Variations of the crossover and first-order phase transition curve in modeling the QCD equation of state
Joseph I. Kapusta, Shensong Wan
TL;DR
The paper tackles constructing a QCD equation of state that incorporates a critical point consistent with lattice QCD at small $\mu$ and perturbative QCD at high $T$, while embedding the critical behavior within a smooth background. It employs a singular scaling component aligned with the 3D Ising universality, mapped to QCD charges via conjugate variables, and merged with a noncritical background through a windowed coupling $P(\mu,T)=P_{BG}(\mu,T)+W(\mu,T)P_{*}(R,\theta)$. Two criteria (Conditions A and B) are explored to define the phase coexistence curve and a crossover line $\mu_x(T)$, yielding lines that intersect both $T$ and $\mu$ axes and are compatible with chemical freeze-out data.

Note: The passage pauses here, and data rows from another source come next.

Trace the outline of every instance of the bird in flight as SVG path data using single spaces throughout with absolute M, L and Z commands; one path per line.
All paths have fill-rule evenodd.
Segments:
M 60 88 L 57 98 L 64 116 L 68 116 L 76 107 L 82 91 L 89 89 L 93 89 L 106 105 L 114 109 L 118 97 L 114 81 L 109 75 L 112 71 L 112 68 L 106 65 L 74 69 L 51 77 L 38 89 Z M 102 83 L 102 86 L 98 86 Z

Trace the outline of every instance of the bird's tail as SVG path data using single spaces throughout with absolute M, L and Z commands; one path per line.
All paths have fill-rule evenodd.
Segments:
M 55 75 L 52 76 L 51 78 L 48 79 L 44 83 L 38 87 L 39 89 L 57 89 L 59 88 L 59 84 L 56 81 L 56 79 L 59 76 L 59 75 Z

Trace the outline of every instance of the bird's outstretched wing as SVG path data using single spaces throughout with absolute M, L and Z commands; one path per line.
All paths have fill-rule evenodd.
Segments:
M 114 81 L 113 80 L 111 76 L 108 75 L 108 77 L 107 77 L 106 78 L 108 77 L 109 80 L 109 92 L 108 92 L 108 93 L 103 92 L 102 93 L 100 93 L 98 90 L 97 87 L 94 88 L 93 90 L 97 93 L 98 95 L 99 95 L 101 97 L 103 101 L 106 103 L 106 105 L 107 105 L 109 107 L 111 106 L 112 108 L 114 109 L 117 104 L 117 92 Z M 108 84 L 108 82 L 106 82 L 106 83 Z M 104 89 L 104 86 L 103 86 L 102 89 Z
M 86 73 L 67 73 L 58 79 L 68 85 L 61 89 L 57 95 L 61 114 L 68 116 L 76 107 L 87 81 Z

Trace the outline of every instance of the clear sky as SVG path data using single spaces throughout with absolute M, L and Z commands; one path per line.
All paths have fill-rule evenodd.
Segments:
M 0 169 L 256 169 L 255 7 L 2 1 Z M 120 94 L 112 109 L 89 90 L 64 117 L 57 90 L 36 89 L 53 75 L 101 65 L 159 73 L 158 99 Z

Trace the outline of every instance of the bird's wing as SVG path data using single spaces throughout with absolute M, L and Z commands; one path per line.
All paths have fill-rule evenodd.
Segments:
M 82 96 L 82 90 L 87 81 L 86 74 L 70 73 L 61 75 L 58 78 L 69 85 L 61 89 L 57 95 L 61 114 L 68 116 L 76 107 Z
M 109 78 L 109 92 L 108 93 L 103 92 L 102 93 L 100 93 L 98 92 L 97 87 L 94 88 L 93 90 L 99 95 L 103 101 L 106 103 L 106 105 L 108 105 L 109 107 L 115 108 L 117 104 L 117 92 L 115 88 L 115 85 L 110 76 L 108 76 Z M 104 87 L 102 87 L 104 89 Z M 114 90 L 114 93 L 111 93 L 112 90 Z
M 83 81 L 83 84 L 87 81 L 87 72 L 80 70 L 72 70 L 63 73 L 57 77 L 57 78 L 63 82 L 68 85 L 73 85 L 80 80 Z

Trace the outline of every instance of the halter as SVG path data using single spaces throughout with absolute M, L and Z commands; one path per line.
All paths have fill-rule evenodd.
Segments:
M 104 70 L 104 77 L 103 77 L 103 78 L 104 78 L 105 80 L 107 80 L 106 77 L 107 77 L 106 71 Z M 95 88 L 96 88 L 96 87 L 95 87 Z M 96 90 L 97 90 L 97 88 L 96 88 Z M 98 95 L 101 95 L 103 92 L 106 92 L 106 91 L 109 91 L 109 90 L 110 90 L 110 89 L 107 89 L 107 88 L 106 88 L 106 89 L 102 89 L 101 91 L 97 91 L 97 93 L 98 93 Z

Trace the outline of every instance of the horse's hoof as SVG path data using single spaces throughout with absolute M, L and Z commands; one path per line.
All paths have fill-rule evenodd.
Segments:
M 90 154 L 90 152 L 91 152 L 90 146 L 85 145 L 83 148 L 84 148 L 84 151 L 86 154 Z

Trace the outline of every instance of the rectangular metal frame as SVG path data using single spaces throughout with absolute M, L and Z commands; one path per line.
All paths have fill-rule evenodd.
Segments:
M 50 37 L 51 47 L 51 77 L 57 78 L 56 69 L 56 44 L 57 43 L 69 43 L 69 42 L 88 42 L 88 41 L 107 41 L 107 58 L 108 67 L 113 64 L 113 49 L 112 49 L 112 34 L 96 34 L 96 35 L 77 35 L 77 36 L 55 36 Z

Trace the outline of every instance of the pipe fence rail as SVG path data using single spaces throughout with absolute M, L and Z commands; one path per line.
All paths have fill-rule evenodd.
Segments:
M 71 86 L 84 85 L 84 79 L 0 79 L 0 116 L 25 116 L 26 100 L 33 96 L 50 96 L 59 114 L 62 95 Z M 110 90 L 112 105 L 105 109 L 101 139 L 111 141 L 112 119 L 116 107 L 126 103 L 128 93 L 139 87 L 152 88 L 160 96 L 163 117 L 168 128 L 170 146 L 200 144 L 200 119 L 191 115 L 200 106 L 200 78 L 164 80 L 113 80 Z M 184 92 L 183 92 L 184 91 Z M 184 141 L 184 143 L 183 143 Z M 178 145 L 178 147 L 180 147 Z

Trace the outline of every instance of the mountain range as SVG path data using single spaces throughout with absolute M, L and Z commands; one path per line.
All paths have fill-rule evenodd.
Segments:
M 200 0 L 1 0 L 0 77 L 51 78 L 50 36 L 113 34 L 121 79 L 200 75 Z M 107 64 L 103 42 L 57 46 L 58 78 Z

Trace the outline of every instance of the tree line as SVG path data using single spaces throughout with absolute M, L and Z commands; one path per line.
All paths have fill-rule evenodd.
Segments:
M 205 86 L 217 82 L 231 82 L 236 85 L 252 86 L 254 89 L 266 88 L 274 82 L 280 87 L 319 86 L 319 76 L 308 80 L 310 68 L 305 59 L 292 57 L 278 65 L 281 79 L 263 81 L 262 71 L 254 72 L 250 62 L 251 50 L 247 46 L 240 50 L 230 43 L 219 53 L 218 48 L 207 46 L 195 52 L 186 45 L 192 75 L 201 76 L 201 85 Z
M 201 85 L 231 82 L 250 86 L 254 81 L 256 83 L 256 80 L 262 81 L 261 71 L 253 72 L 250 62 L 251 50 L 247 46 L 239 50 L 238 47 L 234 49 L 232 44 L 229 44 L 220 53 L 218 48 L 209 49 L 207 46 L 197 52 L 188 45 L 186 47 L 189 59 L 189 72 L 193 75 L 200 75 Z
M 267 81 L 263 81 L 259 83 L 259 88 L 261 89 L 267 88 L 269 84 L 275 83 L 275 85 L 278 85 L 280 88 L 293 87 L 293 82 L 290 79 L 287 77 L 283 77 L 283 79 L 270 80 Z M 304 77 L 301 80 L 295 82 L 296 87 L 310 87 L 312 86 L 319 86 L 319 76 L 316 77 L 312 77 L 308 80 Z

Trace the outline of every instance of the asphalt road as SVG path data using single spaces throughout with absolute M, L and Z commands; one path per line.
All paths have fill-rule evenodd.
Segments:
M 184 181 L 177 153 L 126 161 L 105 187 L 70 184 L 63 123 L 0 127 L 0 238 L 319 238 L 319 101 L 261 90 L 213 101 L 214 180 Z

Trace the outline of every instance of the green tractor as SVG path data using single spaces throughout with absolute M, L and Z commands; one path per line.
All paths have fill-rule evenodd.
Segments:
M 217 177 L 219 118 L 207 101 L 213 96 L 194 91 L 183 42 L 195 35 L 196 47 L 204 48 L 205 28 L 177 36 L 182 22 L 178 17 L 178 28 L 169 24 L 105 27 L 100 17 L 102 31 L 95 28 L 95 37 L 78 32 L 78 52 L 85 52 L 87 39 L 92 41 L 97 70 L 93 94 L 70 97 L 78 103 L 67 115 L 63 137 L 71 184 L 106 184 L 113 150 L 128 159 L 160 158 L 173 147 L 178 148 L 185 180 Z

The background is calibrated to lattice results and matched to perturbative QCD, with results applicable to hydrodynamic simulations of heavy-ion collisions and neutron-star mergers; the framework is deliberately flexible, allowing variation of $T_c$, $\mu_c$, exponents, and background choices to study critical phenomena in QCD.
Abstract
Lattice QCD calculations have shown that the transition from hadrons to quarks and gluons is a rapid crossover at $T = 155-160$ MeV at vanishing chemical potential. Many model calculations show that the transition is first-order at sufficiently high baryon chemical potential. It is then natural to expect the existence of a critical point where the crossover and first-order phase transition lines meet. We show how to embed a phase boundary that terminates at the critical point in a smooth background equation of state, using several different but closely related criteria, so as to yield the critical exponents and critical amplitude ratios expected of a transition in the 3D Ising and liquid-gas universality class. The crossover curves can be tuned to pass through experimental freeze-out data from heavy ion collisions at RHIC and the LHC. The resulting equations of state can be used in hydrodynamic simulations of these collisions to probe the existence of a critical point and corresponding first-order phase transition.